Brent wrote, "I think there’s a lot to be said for some of these details. Perhaps some takeaways we can begin to implement today."
• Not worrying as much about the complexity of the controls, and focusing more on intended story dynamics and teamwork experiences
• Cutting costs (while still using good materials) to make the experience feel excellent but without breaking the bank
• Focusing on automation as an effort to improve the storytelling capabilities, and not just “because we can”
Two of Our Cadets Share their Space Centers
At the DSC when we were doing the zombie black ops when i was waiting for the campers to come i heard a taping at the front glass door when i looked there was no one there i turned back to look for the campers and heard it again. It was really terrifying.

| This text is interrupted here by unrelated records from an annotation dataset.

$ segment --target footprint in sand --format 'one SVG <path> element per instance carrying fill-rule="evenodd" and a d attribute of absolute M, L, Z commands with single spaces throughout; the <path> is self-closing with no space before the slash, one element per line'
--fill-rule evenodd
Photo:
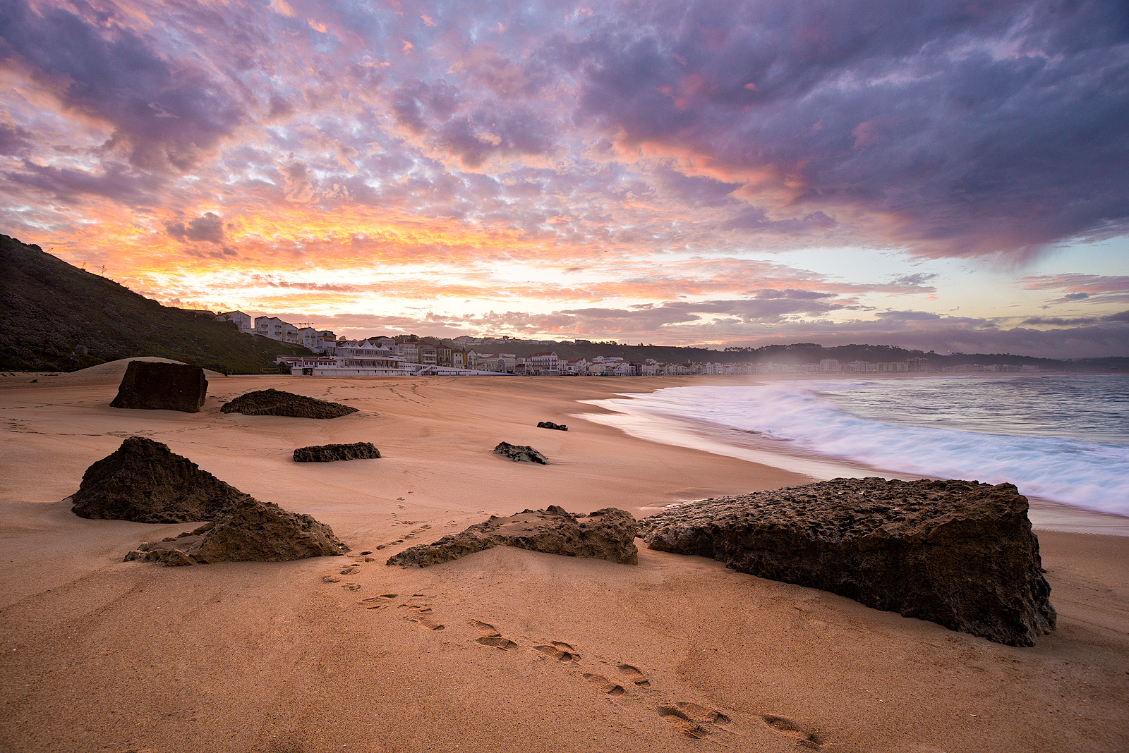
<path fill-rule="evenodd" d="M 625 680 L 633 683 L 636 688 L 650 688 L 650 680 L 637 666 L 620 664 L 615 667 Z"/>
<path fill-rule="evenodd" d="M 788 737 L 791 737 L 793 739 L 796 741 L 797 744 L 803 745 L 804 747 L 809 747 L 813 751 L 823 750 L 823 739 L 820 737 L 819 734 L 804 729 L 798 724 L 796 724 L 795 721 L 793 721 L 787 717 L 778 717 L 778 716 L 772 716 L 770 714 L 765 714 L 761 716 L 761 721 L 772 727 L 777 732 L 784 733 Z"/>
<path fill-rule="evenodd" d="M 415 594 L 418 596 L 422 594 Z M 413 604 L 411 602 L 406 604 L 401 604 L 400 609 L 406 609 L 408 613 L 404 615 L 405 619 L 420 624 L 428 630 L 445 630 L 447 626 L 441 622 L 436 621 L 431 617 L 431 605 L 430 604 Z"/>
<path fill-rule="evenodd" d="M 623 685 L 616 684 L 605 677 L 602 674 L 595 674 L 594 672 L 584 672 L 580 674 L 581 677 L 594 684 L 599 689 L 599 692 L 607 693 L 609 696 L 622 696 L 628 692 L 623 690 Z"/>
<path fill-rule="evenodd" d="M 500 648 L 504 652 L 517 648 L 517 644 L 498 632 L 498 628 L 493 627 L 489 622 L 483 622 L 482 620 L 471 620 L 471 624 L 487 634 L 479 638 L 475 643 L 482 644 L 483 646 L 493 646 L 495 648 Z"/>
<path fill-rule="evenodd" d="M 562 640 L 553 640 L 543 646 L 534 646 L 534 648 L 542 654 L 557 659 L 558 662 L 580 661 L 580 655 L 576 653 L 576 649 Z"/>
<path fill-rule="evenodd" d="M 365 609 L 383 609 L 392 603 L 392 600 L 399 595 L 400 594 L 380 594 L 379 596 L 361 599 L 360 603 L 365 605 Z"/>
<path fill-rule="evenodd" d="M 718 732 L 727 733 L 729 730 L 726 725 L 732 721 L 720 711 L 685 701 L 659 706 L 657 711 L 667 724 L 681 730 L 683 735 L 695 739 L 709 737 Z"/>

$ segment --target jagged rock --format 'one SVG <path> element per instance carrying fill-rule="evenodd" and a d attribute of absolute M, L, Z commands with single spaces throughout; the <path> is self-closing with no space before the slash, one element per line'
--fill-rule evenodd
<path fill-rule="evenodd" d="M 124 561 L 164 565 L 283 562 L 306 557 L 336 557 L 347 551 L 349 547 L 325 523 L 247 497 L 194 531 L 141 544 L 126 553 Z"/>
<path fill-rule="evenodd" d="M 534 450 L 527 444 L 510 444 L 509 442 L 499 442 L 498 446 L 495 448 L 495 454 L 501 455 L 502 458 L 509 458 L 515 462 L 531 462 L 541 463 L 542 466 L 548 466 L 549 461 L 543 454 Z"/>
<path fill-rule="evenodd" d="M 80 517 L 185 523 L 211 520 L 246 497 L 167 444 L 131 436 L 86 469 L 71 510 Z"/>
<path fill-rule="evenodd" d="M 200 413 L 208 397 L 208 380 L 200 366 L 186 363 L 130 361 L 111 401 L 114 408 Z"/>
<path fill-rule="evenodd" d="M 525 510 L 509 517 L 490 516 L 462 533 L 445 535 L 388 558 L 388 565 L 438 565 L 493 547 L 517 547 L 566 557 L 593 557 L 621 565 L 637 565 L 636 520 L 615 507 L 588 516 L 570 515 L 557 505 Z"/>
<path fill-rule="evenodd" d="M 1010 484 L 837 478 L 706 499 L 640 526 L 651 549 L 1010 646 L 1054 628 L 1027 499 Z"/>
<path fill-rule="evenodd" d="M 380 451 L 371 442 L 352 444 L 315 444 L 294 451 L 296 463 L 326 463 L 334 460 L 370 460 L 379 458 Z"/>
<path fill-rule="evenodd" d="M 246 416 L 290 416 L 292 418 L 339 418 L 357 413 L 357 408 L 340 402 L 307 398 L 304 395 L 273 389 L 240 395 L 230 402 L 225 402 L 220 410 L 242 413 Z"/>

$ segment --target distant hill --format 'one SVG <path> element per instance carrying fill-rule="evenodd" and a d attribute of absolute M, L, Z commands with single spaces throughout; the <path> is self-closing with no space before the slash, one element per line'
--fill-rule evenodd
<path fill-rule="evenodd" d="M 374 336 L 375 337 L 375 336 Z M 911 351 L 892 345 L 835 345 L 824 347 L 816 343 L 794 343 L 790 345 L 764 345 L 761 347 L 728 347 L 724 351 L 716 351 L 704 347 L 676 347 L 673 345 L 629 345 L 627 343 L 614 342 L 592 342 L 592 340 L 525 340 L 515 338 L 473 338 L 469 343 L 456 343 L 453 340 L 440 340 L 436 337 L 420 337 L 417 339 L 430 343 L 443 342 L 446 345 L 461 347 L 463 349 L 475 349 L 480 353 L 513 353 L 517 356 L 530 356 L 537 351 L 553 351 L 558 357 L 588 358 L 596 356 L 613 357 L 619 356 L 627 361 L 646 361 L 654 358 L 660 363 L 764 363 L 776 362 L 781 364 L 805 364 L 819 363 L 823 358 L 835 358 L 840 363 L 851 361 L 869 361 L 870 363 L 905 361 L 907 358 L 921 357 L 929 362 L 929 366 L 939 370 L 944 366 L 957 366 L 961 364 L 1007 364 L 1014 366 L 1033 365 L 1044 370 L 1053 371 L 1129 371 L 1129 358 L 1121 356 L 1104 358 L 1077 358 L 1062 361 L 1057 358 L 1038 358 L 1026 355 L 1012 355 L 1008 353 L 953 353 L 942 355 L 934 352 Z"/>
<path fill-rule="evenodd" d="M 308 353 L 161 305 L 2 234 L 0 265 L 0 370 L 73 371 L 149 355 L 247 374 L 274 369 L 277 355 Z"/>

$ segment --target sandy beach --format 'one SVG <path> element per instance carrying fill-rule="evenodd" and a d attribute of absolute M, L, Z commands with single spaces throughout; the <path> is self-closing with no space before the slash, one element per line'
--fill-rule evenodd
<path fill-rule="evenodd" d="M 401 569 L 386 557 L 490 514 L 642 517 L 812 478 L 576 417 L 601 413 L 580 401 L 684 379 L 210 373 L 204 409 L 183 414 L 111 408 L 124 369 L 0 376 L 3 753 L 1129 748 L 1129 537 L 1036 519 L 1059 621 L 1034 648 L 641 541 L 638 566 L 498 548 Z M 219 411 L 269 387 L 360 411 Z M 85 520 L 61 502 L 130 435 L 329 523 L 351 555 L 123 562 L 191 528 Z M 491 454 L 502 440 L 552 464 Z M 383 458 L 291 460 L 360 441 Z M 495 631 L 515 646 L 478 643 Z M 552 641 L 578 661 L 534 648 Z"/>

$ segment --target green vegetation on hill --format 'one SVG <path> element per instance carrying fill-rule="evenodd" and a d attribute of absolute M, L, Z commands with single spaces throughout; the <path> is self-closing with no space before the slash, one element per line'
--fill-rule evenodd
<path fill-rule="evenodd" d="M 275 369 L 277 355 L 309 353 L 161 305 L 8 236 L 0 236 L 0 370 L 73 371 L 158 356 L 247 374 Z"/>

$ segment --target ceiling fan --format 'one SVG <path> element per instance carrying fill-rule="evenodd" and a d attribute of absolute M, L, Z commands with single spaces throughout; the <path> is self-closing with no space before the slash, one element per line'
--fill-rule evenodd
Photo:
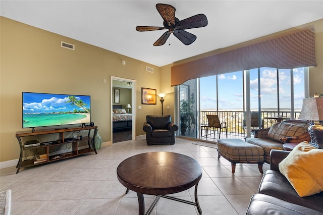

Staff, interns, and volunteers alike sat together waiting for Bracken to arrive and officially start the overnight camp. We were all talking about some random thing, I don’t remember. What I do remember was a sudden chilling feeling from behind me, behind the curtains of the stage of the ballroom at Discovery Space Center. Now, don’t get me wrong--I believe in ghosts to the full extent, and there was something behind that curtain. However, I’ve had a lot of bad experiences behind those curtains...(Dark Cauldron, Child’s Play, Cloak and Dagger...you get the picture) and particularly did not want to get up and check whatever caused my sixth sense to flare up. I casually mentioned it to the group, and the discussions turned to the ghosts of the Atlantis, Endeavor, and the Boiler Room. Putting it aside, I decided to just enjoy the mission.
Fast forward about twenty minutes. All of us were waiting for bracken and Sara to launch the controls, a few of us chatting. I was sitting alone in the bottom tier of the Columbia, when I felt that presence again. I whipped around, but saw nothing but the registration number painted on the wall. Thinking the others on the ship would think I was crazy for talking to air, I decided once again to ignore it.
The mission went smoothly, and was a lot of fun, and I got to sleep without much trouble. However, the next day (I was pulling a 26 hour shift at the DSC) while waiting for a mission to start so I could go help, I was waiting in the Atlantis control room, cleaning up a few things, and listening to music, when my computer--the device from which the music was being played--shut down, dropping me into eery silence. I don’t know how many of you have been in the Atlantis control room alone before, but those who have can attest. It is creepy. I don’t know what it is about that room, but it’s chilling. This was intensified by the fact that the odd presence from the night before had returned. Being alone this time, I decided to try my luck at communication. “Hello?” I called tentatively. “I would appreciate it if you would leave me alone--I’ve been respectful to all of you spirits of the simulators, and would like some privacy.” I got the distinct impression that someone was laughing. And not in a kind way. Fairly terrified, I went downstairs, hoping, praying it would leave me alone, whatever it was.
Ah, but Fate would not have it so. I was asked to go fetch something from the dreaded Boiler Room, a paintbrush I think. Now, something I will admit freely--I am not even remotely in the area of being good at finding things. Even if I were given explicit instructions, I would still return to ask for more. So I wasn’t thrilled about being told to go look for something in a place as creepy as the Boiler Room.
As I carefully descended the steep stairs, I passed someone going up. Great. I would be completely alone down there. Luckily, I found the cabinet Bracken had referred me too, and retrieved the paintbrush. And there it was, stronger than before, that sense that someone was behind me, watching me. A thrill of fear jolted me into motion, and I sprinted up the stairs, jumping so high I would put any Olympic Hurdler to shame.
I’m not sure which ghost(s) decided I was a worthy target that day. Whichever ones or one it was left me alone after that, especially as other people came to help me clean the control room, and then I worked missions. But one thing is for certain--you won’t catch me alone at DSC anytime in the near future. Or Ever.